The number of long-term unemployed workers out of work for 27 weeks or more fell by 252,000 from July 2018 at 1.2 million, and the average duration of unemployment fell below 20 weeks to 19.6. The number of multiple jobholders increased by 477,000 year-over-year at 8.31 million. Meanwhile, the number of discouraged workers not in the workforce (368,000) plunged by 144,000 from one year ago.

Industry Focus

July’s monthly job gains by industry were a mixed bag with one or two standout performances. Strong monthly gains occurred in Education and Health Services (+66,000) and Professional and Business Services (+38,000), but most industries had only moderate gains and two industries retrenched in July.

• The Education and Health Services industry’s 66,000 job gain in July was dominated by the health care and social assistance sector (+50,400). Ambulatory health care services (+28,900) and social assistance (+20,000) contributed the most, while educational services gained 15,700 jobs for the month.

• The Professional and Business Services industry gain of 38,000 in July was largely in the higher-paying professional and technical services (+30,800) sector, particularly the computer systems design (+10,600) and management and technical consulting services (+5,800) subsectors. Administrative and waste services added 5,700 jobs in July, led by employment services (+5,500).
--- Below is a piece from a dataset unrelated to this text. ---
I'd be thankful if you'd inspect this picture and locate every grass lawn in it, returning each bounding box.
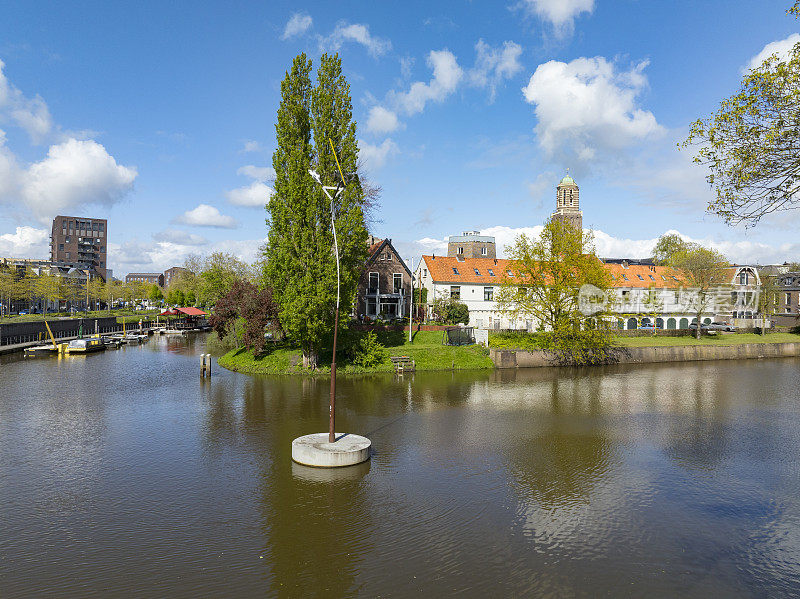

• The Financial Activities industry’s net gain of 18,000 jobs came primarily from the insurance carriers subsector (+11,400) with real estate and rental and leasing adding another 4,300 jobs.

• The Manufacturing industry had another good month, adding 16,000 jobs in July. Durable goods manufacturing (+12,000) saw a return of motor vehicle manufacturing jobs (+7,200), while nondurable goods (+4,000) saw gains in chemicals (+1,900) and food manufacturing (+1,200).

• The Government sector’s 16,000 job gain for July was again concentrated at the local level (+14,000), almost all of it in education (+11,700). Federal employment gained 2,000 for the month while state employment didn’t change.

• The Leisure and Hospitality industry had a moderate monthly gain of 10,000 jobs, entirely in the accommodation and food service (+10,200) sector, as the food services and drinking places subsector (+15,400) offset a 5,200-job loss in accommodations.

• The Other Services sector had a gain of 8,000 jobs in July, with repair and maintenance (+5,300) leading the way.

• Job gain slowed in the Construction industry with only 4,000 jobs added in July. Specialty trade contractors (primarily residential) added 7,400 jobs, canceling 4,300 jobs lost in the heavy and civil engineering subsector.

• Layoffs at Uber hit the Trade, Transportation and Utilities supersector, as it garnered only a 3,000 gain in employment in July. Wholesale trade added 6,700 jobs while retail trade lost 3,600 jobs for the month. The transit and ground passenger transportation subsector lost 8,200 jobs while couriers and messengers added 6,700.

• The Mining and Logging industry (-5,000) lost jobs in virtually every subsector, with support activities for mining (-2,500) losing the most.

• The Information industry had a particularly bad month, losing 10,000 jobs in July. The volatile motion picture and sound recording subsector (-5,900) and telecommunications (-5,100) bled the most.